Maine Has Highest Rate of Death From Mesothelioma
April 29, 2009
Reported By: Josie Huang
It’s been known for decades that breathing in asbestos can lead to a cancer called mesothelioma. In the early 1970s, industrial manufacturers stopped the widespread use of asbestos in products such as brake linings, insulation and cement. But the disease take decades to show up, so many people are just getting sick now. Now a new report shows that Maine has the highest death rate from the disease per capita than anywhere else in the country.
“We noticed that death rate in Maine is 27.5 per million population — the highest rate in the United States,” says Ki Moon Bang, the senior epidemologist at the National Institute for Occupational Safety and Health, which studied mesothelioma mortality rates from 1999 to 2005. During that period, 173 Mainers died from the disease.
Bang says that some people may have gotten sick from living and working in old Maine buildings, that have not undergone asbestos abatement. He says that there are naturally-occurring asbestos deposits where Maine borders New Brunswick and Quebec.
But perhaps the most important reason is this: Some of Maine’s biggest employers in the past used asbestos, industries such as “paper companies and chemical companies and the shipyard industry,” Bang says. “A recent study at the National Cancer Institute shows that workers employed in shipyards face elevated risk from abestos-related disease.”
Exposure to asbestos, a mineral that comes in masses of strong, flexible fibers, can also lead to lung cancer and another illness known as asbestosis, a chronic lung disease. But the prognosis is the worst for mesothelioma.
“I went to my family doctor because I had a backache,” says Dianne Thurston, of Augusta. The doctor sent 71-year-old Thurston to get a chest X-ray, and found a malignant growth by the back of her lungs last September. By the time patients are diagnosed, they are usually given five to 16 months to live.
But Thurston says she hopes that her participation in clinical trials of antibiodies for the last four months, coupled with chemotherapy, will better her chances of survival, and help science. “Well, hopefully it will help other patients shrink their tumors and live longer.”
She’s not sure how she got sick from the disease but having worked as a schoolteacher for 20 years, she thinks she may have been exposed to asbestos while teaching in a couple of older schools — buildings that have since been torn down. She has not pursued legal recourse, but scores of other mesothelioma patients in Maine have.
“We’ve handled probably over 200 in the last 25 years,” says Bill Higbee, senior partner at the Topsham-based law firm Mcteague, Higbee, Case, Cohen, Whitney & Toker. Currently, he has 15 mesothelioma cases.
Ninety-five percent of his clients worked at Bath Iron Works, before the shipbuilder stopped using asbestos in new construction in the 1970s. “The shipbuilding industry and BIW in particular used a fiber called amocite asbestos one of the most toxic types of asbestos fibers around.
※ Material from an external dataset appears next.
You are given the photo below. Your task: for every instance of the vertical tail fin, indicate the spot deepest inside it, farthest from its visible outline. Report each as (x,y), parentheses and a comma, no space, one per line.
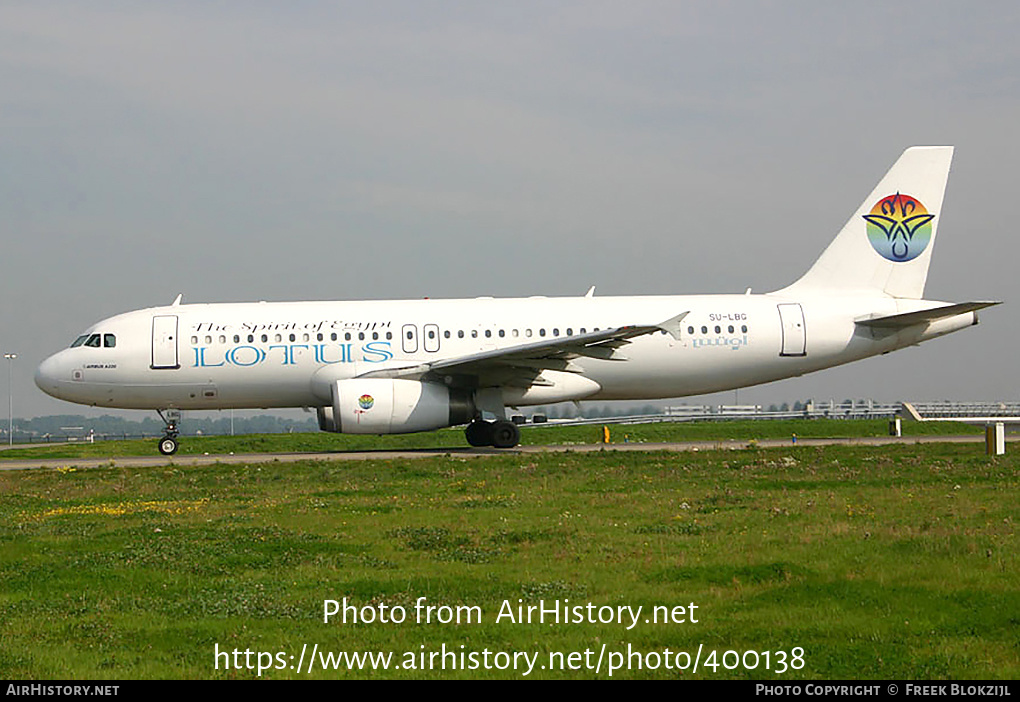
(885,247)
The construction industry often uses what they call crysotile, or a mixed asbestos, and even though it does cause mesothelioma, not with the frequency of amocite fibers. ”
Higbee says many of the cases are successful, though he would not say what kind of damages have been received by his clients, whom he says are mostly widows who initiated the lawsuits while their husbands were still alive or after they had died.
Bath Iron Works spokesman Jim DeMartini refrained from commenting on the topic, saying he has not seen the report from the National Institute for Occupational Safety and Health.
Epidemologist Ki Moon Bang says that mesothelioma deaths are expected to peak in 2010, about 40 years after commercial companies started to avoid the use of asebestos. The trend is already being seen in law firms: Higbee says that the rate of new cases coming in has slowed.